Hayden breezed through Senate conformation hearings as the new deputy director of National Intelligence, where he will
serve as John Negroponte's chief assistant and have authority over the entire U.S. Intelligence Community.
Intelligence community insiders claim that a number of State Department and other government officials may have been subject
to NSA "training" surveillance and that transcripts between them and foreign officials likely ended up in the possession of Bolton and his neoconservative political allies, including such members of Vice
President Dick Cheney's staff as David Wurmser (a former assistant to Bolton at State), John Hannah, and Lewis "Scooter" Libby.

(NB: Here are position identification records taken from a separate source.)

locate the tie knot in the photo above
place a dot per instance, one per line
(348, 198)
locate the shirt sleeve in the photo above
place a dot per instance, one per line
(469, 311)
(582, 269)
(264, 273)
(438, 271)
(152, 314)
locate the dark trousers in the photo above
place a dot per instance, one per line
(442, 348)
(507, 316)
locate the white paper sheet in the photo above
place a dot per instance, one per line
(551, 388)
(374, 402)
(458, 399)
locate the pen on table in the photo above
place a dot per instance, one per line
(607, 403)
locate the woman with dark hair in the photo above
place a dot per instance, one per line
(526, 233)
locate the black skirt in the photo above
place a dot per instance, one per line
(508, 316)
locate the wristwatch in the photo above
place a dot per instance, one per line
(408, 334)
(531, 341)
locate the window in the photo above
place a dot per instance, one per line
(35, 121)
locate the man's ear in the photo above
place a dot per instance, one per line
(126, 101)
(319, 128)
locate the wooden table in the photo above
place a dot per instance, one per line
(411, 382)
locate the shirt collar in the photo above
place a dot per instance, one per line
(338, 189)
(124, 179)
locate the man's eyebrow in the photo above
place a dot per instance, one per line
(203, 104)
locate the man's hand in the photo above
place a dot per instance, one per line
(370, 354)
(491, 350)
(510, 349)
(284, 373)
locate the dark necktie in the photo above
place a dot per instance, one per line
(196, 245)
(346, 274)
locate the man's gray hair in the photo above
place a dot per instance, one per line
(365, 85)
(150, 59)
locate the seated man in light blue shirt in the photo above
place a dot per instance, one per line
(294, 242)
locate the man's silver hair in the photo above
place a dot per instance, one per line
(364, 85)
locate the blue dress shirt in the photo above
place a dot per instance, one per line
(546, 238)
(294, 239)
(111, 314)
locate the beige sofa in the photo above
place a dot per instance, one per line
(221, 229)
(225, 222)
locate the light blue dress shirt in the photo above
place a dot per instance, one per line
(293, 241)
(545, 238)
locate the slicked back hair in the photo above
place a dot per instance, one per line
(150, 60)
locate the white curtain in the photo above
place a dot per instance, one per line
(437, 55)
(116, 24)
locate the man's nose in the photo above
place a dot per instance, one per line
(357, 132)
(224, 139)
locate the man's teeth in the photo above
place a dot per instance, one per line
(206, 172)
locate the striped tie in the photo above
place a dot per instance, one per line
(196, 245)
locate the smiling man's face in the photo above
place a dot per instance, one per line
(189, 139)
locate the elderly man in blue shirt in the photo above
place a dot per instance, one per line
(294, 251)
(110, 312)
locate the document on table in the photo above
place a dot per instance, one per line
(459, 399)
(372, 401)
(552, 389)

Possible affected individuals include: Secretary of State Colin Powell and Deputy Secretary of State Richard Armitage and
their conversations with their counterparts and officials around the world; Assistant Secretary of State for Near Eastern Affairs William Burns and his telephone conversations with International Atomic
Energy Agency director general Mohammed el Baradei and Britain's top non-proliferation official William Ehrman (Bolton was frozen out of negotiations between Burns, Britain, and Libya over the stand-down
of the Libyan weapons of mass destruction program) (also Burns's conversations with Syrian Foreign Minister Farouq al Shara over charges by Bolton that Syria possessed WMD, and conversations between
Burns and former chief UN Iraq weapons inspector Hans Blix); various phone calls made by Chairman of the President's Foreign Intelligence Advisory Board Brent Scowcroft; U.S. Special Envoy on North Korea
Charles "Jack" Pritchard and his telephone conversations with U.S. ambassador to South Korea Thomas Hubbard, Assistant Secretary of State for East Asian Affairs James Kelly, and Richard Armitage; New
Mexico Governor Bill Richardson and his telephone conversations with Secretary of State Powell and North Korea's deputy UN ambassador Han Song Ryol; phone conversations between Senate Foreign Relations
Committee Chairman Joseph Biden and his Iranian counterpart, Majlis foreign affairs chair Mohsen Mirdamad, and between Biden, his staff, and William Burns and Undersecretary of State for Political
Affairs Marc Grossman; and President Jimmy Carter's phone conversations with Cuban officials before and during his May 2002 trip to Cuba (Carter said he found no evidence to support Bolton's claims of
Cuban biological weapons development).
Wayne Madsen is a Washington, DC-based investigative journalist and nationally-distributed columnist. He is author of the
forthcoming book, "Jaded Tasks: Big Oil, Black Ops & Brass Plates."